Wednesday, September 30, 2009

Day 89

It is hard to update the blog when I get to spend so little time with my Sweet Nicole. Today she was so tired when I was there. It was hard to have a good visit with her. She was trying so hard to stay awake. Christian came to visit her today. Nicole was so glad to see him and I think he was glad to see her.

It is hard for me to gage how she is through out the day when I am not there. All I get now is a snippet of what happens.

The nurse told me when I came in today the PT went well. She walked further today which I was very happy about. Wound care went well too. They are giving her a phentynal (Rx) lollipop to help her with her pain. It seems to be working better than a shot. Her back is showing improvement which I am so happy about. Maybe if we can get her legs covered and her left arm we can get out of this place.
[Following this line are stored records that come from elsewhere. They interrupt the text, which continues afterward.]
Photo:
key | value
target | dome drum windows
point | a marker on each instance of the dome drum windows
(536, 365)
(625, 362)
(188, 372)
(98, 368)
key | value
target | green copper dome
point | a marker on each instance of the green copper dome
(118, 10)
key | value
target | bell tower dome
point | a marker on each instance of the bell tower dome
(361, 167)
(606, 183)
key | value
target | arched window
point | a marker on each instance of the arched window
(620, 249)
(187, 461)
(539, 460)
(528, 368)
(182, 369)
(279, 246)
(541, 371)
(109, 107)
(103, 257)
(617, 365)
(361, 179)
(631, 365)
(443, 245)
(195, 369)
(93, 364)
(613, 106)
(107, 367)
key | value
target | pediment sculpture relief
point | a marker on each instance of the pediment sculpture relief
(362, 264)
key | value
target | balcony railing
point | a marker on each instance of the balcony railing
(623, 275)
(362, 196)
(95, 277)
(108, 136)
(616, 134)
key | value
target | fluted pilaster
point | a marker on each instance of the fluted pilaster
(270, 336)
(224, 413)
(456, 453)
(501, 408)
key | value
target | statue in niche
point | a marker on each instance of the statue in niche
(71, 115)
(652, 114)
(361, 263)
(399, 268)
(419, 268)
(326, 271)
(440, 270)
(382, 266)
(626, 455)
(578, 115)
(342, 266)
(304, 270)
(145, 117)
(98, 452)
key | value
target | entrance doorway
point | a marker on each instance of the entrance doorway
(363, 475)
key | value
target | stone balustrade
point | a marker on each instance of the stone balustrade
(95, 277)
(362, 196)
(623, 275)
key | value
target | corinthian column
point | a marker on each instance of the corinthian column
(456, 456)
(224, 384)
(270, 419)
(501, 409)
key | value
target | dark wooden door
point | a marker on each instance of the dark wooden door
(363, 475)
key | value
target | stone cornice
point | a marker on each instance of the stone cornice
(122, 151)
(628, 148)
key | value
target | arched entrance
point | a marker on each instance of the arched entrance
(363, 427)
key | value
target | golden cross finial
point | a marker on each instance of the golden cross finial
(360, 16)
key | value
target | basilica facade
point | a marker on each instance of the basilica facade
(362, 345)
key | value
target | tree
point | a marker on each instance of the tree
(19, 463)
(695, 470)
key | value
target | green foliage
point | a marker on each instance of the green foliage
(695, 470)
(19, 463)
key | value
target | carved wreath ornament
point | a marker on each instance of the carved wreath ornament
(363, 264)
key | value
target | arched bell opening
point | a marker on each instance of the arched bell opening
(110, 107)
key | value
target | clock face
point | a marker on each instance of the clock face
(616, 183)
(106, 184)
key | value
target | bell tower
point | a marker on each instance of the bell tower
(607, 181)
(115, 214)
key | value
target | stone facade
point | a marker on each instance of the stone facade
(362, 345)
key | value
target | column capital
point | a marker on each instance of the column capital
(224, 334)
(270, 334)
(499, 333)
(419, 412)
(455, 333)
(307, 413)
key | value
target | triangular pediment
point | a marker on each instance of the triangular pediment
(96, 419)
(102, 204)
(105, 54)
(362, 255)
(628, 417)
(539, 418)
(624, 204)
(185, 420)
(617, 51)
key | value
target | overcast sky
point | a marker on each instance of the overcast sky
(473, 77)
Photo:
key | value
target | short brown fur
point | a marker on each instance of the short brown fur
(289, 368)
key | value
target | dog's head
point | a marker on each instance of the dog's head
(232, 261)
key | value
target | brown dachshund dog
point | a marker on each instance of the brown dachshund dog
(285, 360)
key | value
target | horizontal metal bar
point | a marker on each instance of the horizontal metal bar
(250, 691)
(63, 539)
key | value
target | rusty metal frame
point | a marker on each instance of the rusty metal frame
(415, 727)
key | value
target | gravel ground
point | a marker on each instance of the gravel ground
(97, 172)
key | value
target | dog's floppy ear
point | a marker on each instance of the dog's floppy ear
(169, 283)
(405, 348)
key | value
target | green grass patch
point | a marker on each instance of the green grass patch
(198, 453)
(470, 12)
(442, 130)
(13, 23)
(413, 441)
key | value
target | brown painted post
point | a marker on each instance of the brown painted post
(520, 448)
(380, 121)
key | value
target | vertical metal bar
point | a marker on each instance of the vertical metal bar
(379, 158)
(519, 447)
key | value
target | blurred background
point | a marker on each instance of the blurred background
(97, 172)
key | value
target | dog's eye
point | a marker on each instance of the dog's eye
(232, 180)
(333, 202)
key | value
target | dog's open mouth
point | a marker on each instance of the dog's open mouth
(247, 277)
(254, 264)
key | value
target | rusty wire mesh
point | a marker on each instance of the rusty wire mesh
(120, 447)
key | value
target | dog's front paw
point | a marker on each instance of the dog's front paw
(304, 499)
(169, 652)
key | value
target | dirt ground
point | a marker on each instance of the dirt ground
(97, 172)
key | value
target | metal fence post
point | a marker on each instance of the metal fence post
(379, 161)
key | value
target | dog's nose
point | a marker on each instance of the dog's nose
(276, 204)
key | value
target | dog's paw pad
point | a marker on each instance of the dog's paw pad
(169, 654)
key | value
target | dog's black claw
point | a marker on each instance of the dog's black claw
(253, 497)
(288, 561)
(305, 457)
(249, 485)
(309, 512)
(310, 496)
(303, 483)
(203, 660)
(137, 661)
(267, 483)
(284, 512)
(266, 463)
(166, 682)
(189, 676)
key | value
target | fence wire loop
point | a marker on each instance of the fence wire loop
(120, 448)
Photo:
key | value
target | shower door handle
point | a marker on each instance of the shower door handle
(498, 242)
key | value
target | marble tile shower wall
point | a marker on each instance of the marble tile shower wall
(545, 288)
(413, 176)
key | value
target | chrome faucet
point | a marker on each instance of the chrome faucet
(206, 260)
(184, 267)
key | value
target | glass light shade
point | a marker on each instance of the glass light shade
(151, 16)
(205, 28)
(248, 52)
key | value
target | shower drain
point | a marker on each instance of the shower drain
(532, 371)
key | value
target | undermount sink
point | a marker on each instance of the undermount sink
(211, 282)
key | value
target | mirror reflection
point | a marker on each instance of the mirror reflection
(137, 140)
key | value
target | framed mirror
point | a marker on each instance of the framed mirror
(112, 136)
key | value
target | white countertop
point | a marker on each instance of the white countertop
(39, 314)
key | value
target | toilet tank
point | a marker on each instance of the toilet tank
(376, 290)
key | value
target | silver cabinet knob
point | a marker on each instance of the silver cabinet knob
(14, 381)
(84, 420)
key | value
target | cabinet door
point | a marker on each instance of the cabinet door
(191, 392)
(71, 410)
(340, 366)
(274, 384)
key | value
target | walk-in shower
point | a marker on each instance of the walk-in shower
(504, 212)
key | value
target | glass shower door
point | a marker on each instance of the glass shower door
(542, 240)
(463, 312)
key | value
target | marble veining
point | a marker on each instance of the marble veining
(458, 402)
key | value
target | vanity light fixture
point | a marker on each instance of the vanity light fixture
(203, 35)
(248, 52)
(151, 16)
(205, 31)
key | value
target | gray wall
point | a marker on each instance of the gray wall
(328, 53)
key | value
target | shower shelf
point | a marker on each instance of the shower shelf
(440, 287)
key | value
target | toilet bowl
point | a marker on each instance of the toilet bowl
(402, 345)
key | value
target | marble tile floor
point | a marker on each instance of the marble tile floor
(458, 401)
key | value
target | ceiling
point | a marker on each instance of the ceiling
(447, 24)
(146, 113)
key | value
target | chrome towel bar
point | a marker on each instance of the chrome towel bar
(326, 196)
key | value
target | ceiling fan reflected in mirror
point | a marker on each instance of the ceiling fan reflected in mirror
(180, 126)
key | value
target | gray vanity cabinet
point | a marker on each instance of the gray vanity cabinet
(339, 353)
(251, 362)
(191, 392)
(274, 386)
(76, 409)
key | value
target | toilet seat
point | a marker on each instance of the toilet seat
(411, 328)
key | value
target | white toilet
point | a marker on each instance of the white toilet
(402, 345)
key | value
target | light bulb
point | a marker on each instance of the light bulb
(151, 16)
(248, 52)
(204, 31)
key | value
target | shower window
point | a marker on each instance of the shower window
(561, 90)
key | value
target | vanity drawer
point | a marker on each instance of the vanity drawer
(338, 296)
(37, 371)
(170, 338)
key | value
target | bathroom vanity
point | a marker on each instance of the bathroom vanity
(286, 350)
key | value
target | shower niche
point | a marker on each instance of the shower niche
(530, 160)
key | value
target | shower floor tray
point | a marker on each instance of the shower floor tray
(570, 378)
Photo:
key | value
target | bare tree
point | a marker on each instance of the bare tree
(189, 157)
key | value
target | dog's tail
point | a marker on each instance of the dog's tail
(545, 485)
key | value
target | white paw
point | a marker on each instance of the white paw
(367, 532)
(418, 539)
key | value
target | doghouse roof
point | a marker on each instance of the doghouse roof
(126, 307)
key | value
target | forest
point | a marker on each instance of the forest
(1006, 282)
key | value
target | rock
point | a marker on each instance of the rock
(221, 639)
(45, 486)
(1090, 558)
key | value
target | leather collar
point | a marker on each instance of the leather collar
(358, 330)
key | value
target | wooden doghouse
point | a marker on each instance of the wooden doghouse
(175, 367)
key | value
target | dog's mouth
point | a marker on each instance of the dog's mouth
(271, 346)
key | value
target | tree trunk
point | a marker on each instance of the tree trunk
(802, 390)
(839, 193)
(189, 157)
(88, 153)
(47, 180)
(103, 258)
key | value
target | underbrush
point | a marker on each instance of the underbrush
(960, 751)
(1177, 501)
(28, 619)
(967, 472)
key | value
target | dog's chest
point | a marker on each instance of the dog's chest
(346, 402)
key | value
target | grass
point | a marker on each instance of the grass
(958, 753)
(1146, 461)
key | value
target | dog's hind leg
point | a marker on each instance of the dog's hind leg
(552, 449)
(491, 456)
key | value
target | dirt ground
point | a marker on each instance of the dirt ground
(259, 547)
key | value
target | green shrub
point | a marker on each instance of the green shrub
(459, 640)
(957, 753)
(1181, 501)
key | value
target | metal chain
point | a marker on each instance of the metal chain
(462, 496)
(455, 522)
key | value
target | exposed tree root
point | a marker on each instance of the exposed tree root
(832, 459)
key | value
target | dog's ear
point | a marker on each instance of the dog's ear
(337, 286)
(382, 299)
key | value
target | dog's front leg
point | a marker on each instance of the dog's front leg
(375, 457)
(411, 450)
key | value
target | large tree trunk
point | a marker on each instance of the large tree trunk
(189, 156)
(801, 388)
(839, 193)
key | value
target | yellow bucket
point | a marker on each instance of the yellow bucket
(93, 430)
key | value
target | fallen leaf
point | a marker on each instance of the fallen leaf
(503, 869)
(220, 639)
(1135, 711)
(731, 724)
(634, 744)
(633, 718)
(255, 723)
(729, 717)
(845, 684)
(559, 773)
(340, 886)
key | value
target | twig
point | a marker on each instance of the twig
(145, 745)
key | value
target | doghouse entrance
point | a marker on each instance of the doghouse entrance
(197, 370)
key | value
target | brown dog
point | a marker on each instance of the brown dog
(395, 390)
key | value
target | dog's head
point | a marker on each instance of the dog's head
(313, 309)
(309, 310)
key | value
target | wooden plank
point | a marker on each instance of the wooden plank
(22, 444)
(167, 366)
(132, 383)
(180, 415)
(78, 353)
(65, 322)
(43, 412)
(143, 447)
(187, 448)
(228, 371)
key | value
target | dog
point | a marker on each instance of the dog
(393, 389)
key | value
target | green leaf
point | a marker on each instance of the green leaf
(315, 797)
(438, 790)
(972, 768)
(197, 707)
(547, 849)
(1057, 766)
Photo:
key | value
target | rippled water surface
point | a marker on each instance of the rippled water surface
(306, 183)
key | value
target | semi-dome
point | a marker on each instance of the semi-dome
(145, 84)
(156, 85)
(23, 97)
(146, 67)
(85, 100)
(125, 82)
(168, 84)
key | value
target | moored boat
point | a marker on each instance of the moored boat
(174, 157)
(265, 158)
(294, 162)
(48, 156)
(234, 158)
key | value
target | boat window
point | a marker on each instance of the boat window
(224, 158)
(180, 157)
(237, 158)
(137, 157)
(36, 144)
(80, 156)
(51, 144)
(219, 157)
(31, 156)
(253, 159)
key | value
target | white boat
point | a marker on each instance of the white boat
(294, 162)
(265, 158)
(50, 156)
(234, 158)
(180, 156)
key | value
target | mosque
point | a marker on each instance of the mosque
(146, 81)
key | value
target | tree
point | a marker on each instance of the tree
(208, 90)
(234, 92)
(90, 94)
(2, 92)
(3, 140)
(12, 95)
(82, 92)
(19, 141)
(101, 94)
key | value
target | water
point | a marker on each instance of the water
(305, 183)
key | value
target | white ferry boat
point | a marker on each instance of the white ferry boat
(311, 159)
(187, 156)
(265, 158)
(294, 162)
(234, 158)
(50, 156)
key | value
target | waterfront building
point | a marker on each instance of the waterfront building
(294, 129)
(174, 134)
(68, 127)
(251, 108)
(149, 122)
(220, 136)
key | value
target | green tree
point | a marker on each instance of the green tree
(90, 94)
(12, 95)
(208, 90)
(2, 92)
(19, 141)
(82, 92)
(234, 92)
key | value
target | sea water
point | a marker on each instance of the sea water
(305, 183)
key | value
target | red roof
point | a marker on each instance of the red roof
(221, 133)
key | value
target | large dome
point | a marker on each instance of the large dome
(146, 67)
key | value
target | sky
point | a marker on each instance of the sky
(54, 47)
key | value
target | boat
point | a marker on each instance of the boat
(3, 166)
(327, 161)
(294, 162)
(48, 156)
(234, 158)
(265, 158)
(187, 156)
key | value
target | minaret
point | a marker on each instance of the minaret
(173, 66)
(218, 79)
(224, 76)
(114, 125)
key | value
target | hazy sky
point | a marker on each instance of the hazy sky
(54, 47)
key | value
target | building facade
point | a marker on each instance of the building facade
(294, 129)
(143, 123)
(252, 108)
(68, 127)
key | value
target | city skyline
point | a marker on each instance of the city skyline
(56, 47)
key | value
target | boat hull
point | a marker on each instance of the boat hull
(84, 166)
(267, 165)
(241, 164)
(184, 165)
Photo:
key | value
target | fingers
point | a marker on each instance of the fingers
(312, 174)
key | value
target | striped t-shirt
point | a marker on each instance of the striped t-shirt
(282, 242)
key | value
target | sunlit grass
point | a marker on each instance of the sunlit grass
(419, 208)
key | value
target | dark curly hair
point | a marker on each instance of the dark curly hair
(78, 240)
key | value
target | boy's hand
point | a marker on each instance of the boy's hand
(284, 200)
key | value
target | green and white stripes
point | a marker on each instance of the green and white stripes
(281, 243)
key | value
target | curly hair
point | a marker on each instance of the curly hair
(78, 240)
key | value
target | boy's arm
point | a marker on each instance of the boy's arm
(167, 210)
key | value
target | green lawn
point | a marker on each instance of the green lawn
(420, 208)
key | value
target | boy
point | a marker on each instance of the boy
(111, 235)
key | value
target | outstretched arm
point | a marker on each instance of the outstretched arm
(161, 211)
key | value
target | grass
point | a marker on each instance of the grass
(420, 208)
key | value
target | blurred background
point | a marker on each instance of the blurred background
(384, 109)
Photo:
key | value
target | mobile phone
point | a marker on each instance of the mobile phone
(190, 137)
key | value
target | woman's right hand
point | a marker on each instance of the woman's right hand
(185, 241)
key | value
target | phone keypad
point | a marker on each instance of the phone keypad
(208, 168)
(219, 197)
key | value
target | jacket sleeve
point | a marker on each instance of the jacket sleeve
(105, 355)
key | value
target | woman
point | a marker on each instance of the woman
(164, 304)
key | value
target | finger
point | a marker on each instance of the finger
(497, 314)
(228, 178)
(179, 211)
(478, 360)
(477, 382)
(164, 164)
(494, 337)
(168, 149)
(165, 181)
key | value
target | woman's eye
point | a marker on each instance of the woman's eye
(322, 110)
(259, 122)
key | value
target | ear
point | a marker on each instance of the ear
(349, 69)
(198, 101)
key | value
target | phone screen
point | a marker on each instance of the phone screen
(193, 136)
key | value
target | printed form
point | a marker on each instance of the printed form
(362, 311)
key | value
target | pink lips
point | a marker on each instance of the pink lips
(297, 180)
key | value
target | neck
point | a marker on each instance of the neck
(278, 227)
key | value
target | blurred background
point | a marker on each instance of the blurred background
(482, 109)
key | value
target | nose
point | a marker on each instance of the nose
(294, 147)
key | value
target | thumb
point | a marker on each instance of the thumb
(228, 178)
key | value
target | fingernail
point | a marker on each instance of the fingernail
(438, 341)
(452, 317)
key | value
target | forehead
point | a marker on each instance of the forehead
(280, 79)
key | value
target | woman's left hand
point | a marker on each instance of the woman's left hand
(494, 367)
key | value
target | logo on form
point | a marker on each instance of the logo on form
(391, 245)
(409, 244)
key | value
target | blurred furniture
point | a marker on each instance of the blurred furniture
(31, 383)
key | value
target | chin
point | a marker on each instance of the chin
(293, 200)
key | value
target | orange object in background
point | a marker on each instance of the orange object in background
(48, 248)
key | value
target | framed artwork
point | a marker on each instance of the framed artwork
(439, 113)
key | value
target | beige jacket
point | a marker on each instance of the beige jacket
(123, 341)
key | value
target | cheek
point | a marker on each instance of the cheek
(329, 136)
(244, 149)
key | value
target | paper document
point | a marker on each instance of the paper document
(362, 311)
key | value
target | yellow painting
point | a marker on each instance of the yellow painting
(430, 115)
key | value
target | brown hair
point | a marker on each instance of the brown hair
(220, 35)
I pray for fast healing on Nicole's behalf so we don't have to endure any more separation. My heart is being ripped out as I imagine hers is too. I wish I knew what to do. I wish I knew where to turn. The only thing I can do right now is pray that we will be led to the right person to help us through all this. If this goes on much longer I might have a nervous breakdown.

2 comments:

Anonymous said...

I don't know why God has given you this rocky path to walk. Only He knows that. But one thing is certain. He is walking it with you. And when you can't walk, He will carry you. You won't have a nervous breakdown. He won't let you. Because you trust in Him. Just keep your eyes on Him and keep walking and one day, you will see that the path has ended and you're on a smooth highway.
Love you lots.
GG

Angi said...

Thanks GG. That is what I needed to hear. I do know God is with me although it is tough, I am tougher. I think that God knows that and that is why I walk this path. Love you too.